Arman Kilic et al. Ann Thorac Surg. 2021 Sep.

Abstract

Background: This study employed machine learning approaches to analyze sequences of adverse events (AEs) after left ventricular assist device (LVAD) implantation.

Methods: Data on patients implanted with the HeartWare HVAD durable LVAD were extracted from the ENDURANCE and ENDURANCE Supplemental clinical trials, with follow-up through 5 years. Major AEs included device malfunction, major bleeding, major infection, neurological dysfunction, renal dysfunction, respiratory dysfunction, and right heart failure (RHF). Time interval and transition probability analyses were performed. We created a Sankey diagram to visualize transitions between AEs. Hierarchical clustering was applied to dissimilarity matrices based on the longest common subsequence to identify clusters of patients with similar AE profiles.

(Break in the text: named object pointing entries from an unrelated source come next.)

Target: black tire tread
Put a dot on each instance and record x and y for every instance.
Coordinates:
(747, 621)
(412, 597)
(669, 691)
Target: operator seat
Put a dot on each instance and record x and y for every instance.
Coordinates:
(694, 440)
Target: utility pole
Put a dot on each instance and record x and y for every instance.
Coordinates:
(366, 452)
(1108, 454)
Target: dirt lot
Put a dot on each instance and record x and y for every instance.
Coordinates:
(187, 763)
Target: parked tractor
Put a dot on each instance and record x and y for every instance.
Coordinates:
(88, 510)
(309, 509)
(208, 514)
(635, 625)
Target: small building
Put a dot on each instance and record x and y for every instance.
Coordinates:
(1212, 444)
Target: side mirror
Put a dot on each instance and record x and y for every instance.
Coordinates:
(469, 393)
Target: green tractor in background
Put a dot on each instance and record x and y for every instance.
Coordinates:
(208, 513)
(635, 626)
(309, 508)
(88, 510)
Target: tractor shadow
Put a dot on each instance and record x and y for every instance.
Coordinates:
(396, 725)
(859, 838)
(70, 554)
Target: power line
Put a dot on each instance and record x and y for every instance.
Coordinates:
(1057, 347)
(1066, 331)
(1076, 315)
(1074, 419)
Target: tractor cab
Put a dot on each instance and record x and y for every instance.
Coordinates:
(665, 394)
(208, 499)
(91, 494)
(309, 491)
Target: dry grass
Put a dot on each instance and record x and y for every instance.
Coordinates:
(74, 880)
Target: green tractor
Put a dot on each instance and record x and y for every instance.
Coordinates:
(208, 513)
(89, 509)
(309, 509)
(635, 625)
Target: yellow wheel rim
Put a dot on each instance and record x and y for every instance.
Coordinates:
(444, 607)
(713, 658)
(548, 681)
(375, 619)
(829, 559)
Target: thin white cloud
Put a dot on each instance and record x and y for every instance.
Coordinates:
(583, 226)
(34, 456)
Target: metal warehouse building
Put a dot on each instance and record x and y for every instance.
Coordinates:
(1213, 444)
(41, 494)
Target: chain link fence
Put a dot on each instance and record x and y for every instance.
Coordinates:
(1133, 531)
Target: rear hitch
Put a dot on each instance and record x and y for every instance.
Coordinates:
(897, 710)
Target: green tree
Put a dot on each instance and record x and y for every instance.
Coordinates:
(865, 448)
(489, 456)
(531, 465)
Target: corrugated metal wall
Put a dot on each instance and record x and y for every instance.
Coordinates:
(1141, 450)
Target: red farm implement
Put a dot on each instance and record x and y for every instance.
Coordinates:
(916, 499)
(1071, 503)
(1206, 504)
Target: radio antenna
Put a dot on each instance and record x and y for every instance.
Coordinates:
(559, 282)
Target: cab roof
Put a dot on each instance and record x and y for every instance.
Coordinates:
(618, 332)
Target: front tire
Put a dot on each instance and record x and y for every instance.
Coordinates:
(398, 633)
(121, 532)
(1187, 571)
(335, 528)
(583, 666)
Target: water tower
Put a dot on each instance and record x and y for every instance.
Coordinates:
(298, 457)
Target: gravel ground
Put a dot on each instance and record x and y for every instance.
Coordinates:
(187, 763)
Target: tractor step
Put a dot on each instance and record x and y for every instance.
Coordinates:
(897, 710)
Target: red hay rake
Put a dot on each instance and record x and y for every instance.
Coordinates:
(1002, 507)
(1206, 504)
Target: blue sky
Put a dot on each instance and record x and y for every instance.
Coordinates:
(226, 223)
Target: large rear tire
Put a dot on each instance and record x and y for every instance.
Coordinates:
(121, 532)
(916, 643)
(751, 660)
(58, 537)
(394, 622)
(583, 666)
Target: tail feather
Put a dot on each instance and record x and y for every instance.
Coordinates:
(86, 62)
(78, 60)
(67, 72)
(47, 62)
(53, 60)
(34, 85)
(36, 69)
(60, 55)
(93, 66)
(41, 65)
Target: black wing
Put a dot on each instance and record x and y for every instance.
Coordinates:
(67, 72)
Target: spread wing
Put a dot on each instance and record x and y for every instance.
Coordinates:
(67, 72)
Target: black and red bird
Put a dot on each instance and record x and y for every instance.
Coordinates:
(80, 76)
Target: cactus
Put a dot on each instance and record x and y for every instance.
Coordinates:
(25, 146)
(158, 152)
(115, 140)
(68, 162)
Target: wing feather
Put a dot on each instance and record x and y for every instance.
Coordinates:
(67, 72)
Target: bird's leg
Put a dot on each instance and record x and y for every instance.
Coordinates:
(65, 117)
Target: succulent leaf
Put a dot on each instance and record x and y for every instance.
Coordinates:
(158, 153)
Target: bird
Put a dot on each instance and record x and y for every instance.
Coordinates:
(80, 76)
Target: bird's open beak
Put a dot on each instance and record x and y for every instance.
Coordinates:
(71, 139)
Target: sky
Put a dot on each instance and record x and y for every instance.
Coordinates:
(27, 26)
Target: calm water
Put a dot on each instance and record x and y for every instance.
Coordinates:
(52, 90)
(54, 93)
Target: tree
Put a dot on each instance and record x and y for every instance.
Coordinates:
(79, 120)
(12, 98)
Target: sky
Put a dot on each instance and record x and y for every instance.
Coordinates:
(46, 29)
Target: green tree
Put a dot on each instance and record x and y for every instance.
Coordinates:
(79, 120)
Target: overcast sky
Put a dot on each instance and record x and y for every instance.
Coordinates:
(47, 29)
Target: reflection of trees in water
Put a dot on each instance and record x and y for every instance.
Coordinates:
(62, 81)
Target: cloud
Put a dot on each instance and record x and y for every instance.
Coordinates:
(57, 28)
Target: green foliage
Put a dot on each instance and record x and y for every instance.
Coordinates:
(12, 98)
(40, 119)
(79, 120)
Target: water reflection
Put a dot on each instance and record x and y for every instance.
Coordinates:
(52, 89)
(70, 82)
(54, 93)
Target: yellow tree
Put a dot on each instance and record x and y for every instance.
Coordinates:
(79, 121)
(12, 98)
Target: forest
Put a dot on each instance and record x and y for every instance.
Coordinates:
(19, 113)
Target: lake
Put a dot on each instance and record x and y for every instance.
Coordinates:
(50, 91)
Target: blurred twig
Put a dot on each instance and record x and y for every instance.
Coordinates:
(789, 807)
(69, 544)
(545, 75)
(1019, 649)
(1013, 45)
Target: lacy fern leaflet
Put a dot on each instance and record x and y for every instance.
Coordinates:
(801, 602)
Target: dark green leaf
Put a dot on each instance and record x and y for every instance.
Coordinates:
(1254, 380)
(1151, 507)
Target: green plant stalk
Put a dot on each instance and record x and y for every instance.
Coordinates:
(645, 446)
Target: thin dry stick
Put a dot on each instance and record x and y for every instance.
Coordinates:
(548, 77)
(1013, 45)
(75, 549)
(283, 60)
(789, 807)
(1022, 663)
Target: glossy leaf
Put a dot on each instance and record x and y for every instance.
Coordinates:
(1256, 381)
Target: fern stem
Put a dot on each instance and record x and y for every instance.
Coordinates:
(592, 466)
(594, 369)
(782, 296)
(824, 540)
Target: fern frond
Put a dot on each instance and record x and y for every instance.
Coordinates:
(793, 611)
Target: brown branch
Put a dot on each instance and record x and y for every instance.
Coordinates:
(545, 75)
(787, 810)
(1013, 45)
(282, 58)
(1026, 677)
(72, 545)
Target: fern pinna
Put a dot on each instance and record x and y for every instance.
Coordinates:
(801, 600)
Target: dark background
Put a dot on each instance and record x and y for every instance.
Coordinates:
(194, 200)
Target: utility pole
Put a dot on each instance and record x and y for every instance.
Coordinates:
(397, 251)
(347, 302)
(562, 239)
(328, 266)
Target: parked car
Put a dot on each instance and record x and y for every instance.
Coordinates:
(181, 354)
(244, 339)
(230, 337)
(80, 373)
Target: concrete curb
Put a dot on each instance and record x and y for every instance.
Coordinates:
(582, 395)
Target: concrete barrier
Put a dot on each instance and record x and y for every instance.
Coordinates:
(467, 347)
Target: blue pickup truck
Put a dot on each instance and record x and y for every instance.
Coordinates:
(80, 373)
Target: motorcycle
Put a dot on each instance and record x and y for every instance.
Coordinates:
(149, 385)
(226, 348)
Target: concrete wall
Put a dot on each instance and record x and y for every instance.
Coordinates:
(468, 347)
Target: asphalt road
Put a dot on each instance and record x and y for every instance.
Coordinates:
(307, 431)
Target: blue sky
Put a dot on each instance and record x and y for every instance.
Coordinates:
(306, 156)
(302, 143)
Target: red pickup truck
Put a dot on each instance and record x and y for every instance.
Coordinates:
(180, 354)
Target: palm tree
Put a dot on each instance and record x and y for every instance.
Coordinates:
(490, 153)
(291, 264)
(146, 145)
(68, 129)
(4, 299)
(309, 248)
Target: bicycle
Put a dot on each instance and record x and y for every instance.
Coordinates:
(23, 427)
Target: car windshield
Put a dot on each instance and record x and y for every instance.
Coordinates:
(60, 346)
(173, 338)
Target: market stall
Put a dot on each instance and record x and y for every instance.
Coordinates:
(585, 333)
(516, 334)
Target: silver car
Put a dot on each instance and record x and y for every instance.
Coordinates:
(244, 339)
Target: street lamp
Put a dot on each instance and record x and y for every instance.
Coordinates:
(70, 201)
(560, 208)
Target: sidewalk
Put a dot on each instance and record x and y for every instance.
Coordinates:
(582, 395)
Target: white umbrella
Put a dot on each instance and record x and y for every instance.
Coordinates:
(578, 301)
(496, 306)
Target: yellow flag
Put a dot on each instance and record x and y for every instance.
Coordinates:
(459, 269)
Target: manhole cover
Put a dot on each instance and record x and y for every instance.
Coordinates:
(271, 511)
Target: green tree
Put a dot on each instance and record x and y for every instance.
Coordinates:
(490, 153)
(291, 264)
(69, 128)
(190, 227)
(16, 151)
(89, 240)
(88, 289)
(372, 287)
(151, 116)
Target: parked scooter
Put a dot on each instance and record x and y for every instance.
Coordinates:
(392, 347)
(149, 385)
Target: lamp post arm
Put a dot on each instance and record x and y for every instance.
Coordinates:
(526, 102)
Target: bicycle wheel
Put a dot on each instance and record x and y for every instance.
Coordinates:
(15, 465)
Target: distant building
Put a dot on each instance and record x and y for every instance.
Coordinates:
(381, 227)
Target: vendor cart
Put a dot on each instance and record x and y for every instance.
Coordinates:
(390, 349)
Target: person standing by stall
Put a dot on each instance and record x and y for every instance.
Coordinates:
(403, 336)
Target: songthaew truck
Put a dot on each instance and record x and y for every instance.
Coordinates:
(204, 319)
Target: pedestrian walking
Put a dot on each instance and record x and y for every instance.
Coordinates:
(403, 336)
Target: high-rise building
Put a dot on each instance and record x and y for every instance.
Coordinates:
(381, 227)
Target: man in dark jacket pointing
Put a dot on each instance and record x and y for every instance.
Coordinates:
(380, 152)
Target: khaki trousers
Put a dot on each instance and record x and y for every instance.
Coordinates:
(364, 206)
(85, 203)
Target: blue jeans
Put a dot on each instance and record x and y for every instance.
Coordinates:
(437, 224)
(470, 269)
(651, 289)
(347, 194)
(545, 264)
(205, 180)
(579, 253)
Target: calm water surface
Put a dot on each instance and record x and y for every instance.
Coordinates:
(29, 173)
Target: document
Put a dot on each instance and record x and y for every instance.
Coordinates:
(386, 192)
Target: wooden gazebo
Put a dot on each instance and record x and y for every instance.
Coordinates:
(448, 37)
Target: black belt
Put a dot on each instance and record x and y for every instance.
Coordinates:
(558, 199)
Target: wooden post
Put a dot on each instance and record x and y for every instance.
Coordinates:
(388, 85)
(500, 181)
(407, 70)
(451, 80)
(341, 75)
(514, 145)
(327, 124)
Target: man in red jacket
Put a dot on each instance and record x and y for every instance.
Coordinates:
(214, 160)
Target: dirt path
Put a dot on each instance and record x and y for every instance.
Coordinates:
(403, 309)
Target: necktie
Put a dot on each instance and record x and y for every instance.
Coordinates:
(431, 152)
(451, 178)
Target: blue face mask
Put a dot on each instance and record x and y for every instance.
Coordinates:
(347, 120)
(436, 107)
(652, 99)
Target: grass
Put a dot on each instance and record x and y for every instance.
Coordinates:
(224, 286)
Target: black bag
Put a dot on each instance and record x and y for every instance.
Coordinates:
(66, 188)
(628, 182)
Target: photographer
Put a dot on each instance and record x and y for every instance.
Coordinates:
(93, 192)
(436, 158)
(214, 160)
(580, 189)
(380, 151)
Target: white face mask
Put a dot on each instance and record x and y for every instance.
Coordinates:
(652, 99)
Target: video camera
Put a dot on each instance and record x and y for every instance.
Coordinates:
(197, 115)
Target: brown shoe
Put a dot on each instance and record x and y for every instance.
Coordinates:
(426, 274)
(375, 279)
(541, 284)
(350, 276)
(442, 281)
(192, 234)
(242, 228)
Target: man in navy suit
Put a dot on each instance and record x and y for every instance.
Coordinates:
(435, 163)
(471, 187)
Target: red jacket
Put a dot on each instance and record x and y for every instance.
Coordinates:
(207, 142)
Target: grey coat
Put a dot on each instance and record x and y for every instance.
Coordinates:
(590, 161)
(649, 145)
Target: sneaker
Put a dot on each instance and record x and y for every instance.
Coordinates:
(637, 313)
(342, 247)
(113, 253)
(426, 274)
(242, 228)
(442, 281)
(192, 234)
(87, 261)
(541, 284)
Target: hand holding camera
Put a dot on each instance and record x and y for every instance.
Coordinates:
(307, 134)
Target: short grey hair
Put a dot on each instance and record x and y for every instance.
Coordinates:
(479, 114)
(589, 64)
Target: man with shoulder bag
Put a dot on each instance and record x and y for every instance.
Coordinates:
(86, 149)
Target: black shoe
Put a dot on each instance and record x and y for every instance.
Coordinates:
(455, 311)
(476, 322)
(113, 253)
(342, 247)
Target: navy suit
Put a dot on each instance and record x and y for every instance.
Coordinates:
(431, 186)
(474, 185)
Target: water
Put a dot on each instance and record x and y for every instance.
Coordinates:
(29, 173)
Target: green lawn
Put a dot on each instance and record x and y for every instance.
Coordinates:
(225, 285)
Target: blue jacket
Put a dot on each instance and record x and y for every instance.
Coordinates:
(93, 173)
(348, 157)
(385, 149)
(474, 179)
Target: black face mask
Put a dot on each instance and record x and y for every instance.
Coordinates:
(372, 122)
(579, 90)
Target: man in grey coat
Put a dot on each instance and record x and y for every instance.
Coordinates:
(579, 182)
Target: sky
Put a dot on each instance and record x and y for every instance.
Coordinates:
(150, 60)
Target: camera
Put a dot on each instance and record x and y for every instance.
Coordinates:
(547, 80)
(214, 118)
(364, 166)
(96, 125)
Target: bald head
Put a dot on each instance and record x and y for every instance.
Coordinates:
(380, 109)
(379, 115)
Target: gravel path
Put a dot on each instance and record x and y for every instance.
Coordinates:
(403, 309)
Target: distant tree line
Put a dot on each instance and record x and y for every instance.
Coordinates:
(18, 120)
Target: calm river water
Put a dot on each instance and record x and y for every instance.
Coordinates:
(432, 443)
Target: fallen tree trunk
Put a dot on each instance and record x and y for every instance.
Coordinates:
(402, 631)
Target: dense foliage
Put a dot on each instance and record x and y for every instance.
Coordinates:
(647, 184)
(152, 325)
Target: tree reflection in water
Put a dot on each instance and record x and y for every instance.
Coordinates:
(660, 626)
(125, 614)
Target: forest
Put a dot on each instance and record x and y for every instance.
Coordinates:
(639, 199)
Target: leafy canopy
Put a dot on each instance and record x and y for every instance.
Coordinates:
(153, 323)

Results: A total of 568 patients underwent HVAD implantation with 3590 AEs. Bleeding and RHF comprised the highest proportion of early AEs after surgery whereas infection and bleeding accounted for most AEs occurring after 3 months. The highest transition probabilities were observed with infection to infection (0.34), bleeding to bleeding (0.31), RHF to bleeding (0.31), RHF to infection (0.28), and bleeding to infection (0.26). Five distinct clusters of patients were generated, each with different patterns of time intervals between AEs, transition rates between AEs, and clinical outcomes.

Conclusions: Machine learning approaches allow for improved visualization and understanding of AE burden after LVAD implantation. Distinct patterns and relationships provide insights that may be important for quality improvement efforts.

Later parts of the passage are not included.